日本では東京電力が石を投げられることも、安倍政権が不信任を突き付けられることもない。海外への移民が増えたという報道もない。ただただ日本政府による「放射能無検出」という発表を信じて見守っている。不平も抵抗もなく、政府の指図に従う日本人を見ていると、鳥肌が立つ。良く言えば恐ろしいほどに冷静で、悪く言えば嫌気がさすほどいらだたしい。
日本の沈着冷静さがうらやましくもあるが、それは良いことばかりではない。あいまいにやり過ごしたせいで、事態が長期化する結果を招いたからだ。東京電力が事実を隠蔽(いんぺい)する態度を改めないのもそのせいだ。日本政府は2年間、事故収拾を放置したまま、高みの見物を決め込んでいる。その結果、いまだに放射能問題を解決できず、周辺国に迷惑をかけている。

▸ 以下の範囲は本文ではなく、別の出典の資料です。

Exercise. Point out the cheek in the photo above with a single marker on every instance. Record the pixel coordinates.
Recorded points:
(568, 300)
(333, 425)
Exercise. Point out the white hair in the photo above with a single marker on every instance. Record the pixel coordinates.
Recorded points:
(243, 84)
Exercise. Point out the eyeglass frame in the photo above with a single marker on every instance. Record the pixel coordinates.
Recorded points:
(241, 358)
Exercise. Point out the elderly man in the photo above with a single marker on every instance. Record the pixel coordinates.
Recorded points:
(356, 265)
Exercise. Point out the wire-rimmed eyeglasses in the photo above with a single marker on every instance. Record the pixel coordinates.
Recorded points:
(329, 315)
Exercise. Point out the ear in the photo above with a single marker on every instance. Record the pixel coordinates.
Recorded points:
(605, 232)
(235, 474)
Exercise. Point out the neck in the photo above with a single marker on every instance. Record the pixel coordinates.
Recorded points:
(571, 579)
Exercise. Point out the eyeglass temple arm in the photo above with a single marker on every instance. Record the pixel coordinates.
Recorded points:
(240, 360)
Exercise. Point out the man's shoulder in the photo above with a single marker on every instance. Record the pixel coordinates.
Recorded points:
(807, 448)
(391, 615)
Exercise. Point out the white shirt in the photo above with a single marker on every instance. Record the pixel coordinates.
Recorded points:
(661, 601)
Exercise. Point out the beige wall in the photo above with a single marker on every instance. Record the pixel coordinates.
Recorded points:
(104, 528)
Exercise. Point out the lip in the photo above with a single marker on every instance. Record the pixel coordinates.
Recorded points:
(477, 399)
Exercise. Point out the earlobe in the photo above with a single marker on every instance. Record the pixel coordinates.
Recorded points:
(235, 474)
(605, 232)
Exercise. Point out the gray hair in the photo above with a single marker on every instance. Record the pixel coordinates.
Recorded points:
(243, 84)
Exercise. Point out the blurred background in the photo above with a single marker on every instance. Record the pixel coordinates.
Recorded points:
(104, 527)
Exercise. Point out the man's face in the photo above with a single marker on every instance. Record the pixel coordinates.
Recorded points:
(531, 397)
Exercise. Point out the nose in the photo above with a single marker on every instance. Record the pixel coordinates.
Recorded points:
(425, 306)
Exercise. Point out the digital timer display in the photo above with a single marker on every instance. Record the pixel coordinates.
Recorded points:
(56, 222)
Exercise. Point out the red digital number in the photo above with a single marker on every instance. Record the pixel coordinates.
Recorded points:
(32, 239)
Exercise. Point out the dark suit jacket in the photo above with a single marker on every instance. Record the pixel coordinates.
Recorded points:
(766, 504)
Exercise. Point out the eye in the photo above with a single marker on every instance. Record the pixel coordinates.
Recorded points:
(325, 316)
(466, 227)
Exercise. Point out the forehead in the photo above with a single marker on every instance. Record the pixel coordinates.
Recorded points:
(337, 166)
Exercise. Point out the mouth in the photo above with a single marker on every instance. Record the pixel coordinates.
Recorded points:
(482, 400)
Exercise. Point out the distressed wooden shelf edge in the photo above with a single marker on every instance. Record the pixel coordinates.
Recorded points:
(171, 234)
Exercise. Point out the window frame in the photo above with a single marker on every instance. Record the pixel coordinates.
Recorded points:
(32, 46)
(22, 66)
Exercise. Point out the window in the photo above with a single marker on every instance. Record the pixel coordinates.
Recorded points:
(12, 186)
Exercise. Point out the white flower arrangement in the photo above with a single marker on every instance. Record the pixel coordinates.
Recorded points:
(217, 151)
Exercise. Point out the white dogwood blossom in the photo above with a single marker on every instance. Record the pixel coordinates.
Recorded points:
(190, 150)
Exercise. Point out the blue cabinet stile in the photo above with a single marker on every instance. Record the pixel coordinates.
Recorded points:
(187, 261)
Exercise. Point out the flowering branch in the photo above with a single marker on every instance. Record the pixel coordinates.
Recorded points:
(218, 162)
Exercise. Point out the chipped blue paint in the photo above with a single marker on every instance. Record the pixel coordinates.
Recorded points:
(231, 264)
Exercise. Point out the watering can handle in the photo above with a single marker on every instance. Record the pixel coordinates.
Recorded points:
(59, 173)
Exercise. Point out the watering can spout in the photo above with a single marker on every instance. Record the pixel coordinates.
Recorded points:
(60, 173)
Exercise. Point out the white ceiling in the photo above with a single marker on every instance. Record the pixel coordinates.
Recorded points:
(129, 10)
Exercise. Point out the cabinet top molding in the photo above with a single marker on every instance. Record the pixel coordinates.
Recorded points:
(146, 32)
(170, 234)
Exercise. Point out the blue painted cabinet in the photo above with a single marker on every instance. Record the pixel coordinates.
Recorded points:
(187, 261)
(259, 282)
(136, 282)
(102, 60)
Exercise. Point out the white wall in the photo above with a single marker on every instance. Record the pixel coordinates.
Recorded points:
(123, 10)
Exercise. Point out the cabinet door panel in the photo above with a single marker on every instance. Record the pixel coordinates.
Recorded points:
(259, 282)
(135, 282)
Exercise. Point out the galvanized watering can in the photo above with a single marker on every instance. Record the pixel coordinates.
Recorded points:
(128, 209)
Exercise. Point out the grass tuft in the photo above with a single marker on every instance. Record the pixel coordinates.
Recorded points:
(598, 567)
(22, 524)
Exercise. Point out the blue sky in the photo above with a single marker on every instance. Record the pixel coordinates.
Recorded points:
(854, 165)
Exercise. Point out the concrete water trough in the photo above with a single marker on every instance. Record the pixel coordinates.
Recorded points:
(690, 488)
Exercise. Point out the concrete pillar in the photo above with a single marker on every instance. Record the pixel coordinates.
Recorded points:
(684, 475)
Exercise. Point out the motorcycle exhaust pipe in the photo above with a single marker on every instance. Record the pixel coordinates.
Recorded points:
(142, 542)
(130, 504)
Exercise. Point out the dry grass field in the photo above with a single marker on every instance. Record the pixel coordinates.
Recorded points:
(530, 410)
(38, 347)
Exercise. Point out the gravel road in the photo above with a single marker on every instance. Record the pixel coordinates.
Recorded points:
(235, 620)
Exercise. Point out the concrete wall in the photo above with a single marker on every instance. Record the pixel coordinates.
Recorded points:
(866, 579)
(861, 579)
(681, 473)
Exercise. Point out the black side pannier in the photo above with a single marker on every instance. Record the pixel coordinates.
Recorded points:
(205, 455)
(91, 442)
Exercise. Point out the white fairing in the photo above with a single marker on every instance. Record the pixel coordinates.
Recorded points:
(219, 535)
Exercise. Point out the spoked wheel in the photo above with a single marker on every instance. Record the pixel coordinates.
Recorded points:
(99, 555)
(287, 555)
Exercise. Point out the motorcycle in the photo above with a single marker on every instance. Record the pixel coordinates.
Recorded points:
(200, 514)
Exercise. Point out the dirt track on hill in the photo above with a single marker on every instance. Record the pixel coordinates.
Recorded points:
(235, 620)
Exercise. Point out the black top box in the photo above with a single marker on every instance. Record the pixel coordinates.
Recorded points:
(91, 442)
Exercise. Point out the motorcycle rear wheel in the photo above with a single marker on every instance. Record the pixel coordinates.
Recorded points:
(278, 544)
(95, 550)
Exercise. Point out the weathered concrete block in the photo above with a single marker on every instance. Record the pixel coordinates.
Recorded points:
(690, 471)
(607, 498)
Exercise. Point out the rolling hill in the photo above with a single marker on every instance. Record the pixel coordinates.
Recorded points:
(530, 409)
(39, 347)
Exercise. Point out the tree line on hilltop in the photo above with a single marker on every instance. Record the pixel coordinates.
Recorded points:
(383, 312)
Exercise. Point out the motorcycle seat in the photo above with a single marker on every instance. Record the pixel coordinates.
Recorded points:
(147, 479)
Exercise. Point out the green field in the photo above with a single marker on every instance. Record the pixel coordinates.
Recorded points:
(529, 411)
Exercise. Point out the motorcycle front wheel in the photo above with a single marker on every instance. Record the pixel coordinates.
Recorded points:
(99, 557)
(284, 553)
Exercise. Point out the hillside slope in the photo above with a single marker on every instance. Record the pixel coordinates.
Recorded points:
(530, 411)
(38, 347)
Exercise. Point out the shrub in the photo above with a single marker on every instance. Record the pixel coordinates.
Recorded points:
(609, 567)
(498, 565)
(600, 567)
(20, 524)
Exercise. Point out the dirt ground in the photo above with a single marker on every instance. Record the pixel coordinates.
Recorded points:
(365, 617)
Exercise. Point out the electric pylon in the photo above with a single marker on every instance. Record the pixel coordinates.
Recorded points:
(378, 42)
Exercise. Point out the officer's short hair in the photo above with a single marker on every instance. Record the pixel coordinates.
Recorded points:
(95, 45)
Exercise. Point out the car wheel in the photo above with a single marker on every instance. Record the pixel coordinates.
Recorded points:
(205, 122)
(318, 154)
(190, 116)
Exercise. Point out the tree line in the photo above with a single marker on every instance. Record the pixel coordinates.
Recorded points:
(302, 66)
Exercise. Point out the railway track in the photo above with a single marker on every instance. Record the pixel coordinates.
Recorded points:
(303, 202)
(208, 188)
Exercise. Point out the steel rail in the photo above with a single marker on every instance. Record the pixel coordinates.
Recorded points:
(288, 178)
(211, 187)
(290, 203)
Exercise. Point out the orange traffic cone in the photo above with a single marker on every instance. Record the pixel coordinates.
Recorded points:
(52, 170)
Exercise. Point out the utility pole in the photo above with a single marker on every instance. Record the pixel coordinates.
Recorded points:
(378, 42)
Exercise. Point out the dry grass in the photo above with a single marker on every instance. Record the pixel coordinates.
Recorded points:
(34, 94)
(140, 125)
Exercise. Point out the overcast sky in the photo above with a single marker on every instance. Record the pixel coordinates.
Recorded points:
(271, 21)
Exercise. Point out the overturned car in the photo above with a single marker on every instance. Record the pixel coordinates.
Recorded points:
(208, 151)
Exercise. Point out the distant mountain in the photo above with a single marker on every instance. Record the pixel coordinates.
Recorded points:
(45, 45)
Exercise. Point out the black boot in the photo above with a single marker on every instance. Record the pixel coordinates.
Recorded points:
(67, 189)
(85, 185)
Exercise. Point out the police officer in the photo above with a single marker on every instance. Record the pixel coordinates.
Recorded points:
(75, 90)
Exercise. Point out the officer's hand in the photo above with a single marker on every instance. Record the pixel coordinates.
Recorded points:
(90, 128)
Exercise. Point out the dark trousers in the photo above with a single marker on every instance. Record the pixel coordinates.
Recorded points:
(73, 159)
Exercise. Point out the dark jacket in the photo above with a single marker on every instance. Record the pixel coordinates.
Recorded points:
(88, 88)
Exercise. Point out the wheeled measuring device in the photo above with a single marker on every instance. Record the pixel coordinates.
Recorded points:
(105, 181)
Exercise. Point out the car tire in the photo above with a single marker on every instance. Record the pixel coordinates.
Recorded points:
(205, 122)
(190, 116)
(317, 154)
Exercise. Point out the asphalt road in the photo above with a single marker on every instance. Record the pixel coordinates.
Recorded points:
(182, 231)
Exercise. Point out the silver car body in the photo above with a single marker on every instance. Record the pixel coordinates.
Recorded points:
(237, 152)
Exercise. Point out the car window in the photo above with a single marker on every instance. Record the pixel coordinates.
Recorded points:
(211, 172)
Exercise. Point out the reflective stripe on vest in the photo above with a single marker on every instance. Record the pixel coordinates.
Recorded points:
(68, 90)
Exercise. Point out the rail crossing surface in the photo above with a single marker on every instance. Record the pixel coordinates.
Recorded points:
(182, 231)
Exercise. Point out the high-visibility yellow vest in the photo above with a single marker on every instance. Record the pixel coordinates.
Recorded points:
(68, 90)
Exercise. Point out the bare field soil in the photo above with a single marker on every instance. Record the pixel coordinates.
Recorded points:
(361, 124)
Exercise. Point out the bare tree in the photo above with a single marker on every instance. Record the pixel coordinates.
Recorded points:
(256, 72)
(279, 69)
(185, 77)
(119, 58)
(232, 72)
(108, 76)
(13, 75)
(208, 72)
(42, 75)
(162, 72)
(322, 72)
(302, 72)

日本人だって不安でないはずはない。しかし、どうせ国を離れるわけにはいかないのだから、耐え忍んだほうが賢明だという判断であるはずだ。今の日本社会では、放射能の恐怖について言及することがタブーになっている。日本のメディアもほとんど報道しない。放射能の話を切り出せば、国益に不利だという日本特有の自主規制システムが作動するのだ。
数日前、韓国の尹珍淑(ユン・ジンスク)海洋水産部長官が記者団との昼食会で、日本を「不道徳な坊やたち」と呼んだ。放射能に関する資料を適切に提供しない日本を批判したものだ。その言葉は正しい。周辺国を不安に陥れておいて、十分な説明をしようとしない日本政府はそれこそ無責任だ。
ところが、尹長官は言ってはならないことまで言ってしまった。韓国の食品医薬品安全処が「データ(放射能測定値)に問題がないのに、(日本産水産物に対する輸入禁止措置を)どうするのか」との立場を示したと漏らしたのだった。日本を「坊や」呼ばわりする外交には不適切な表現まで使った。昼食の席でのやりとりだが、大部分の韓国メディアはそれをそのまま報道した。日本のメディアだったならば、きっと報じなかっただろう。
どちらが正しいのかは分からない。冷静な日本と直情的な韓国は、火星人と金星人ほどの違いがありそうだ。その中間程度ならばちょうど良いのにと思う。韓国は興奮し過ぎで、日本はあまりに静か過ぎる。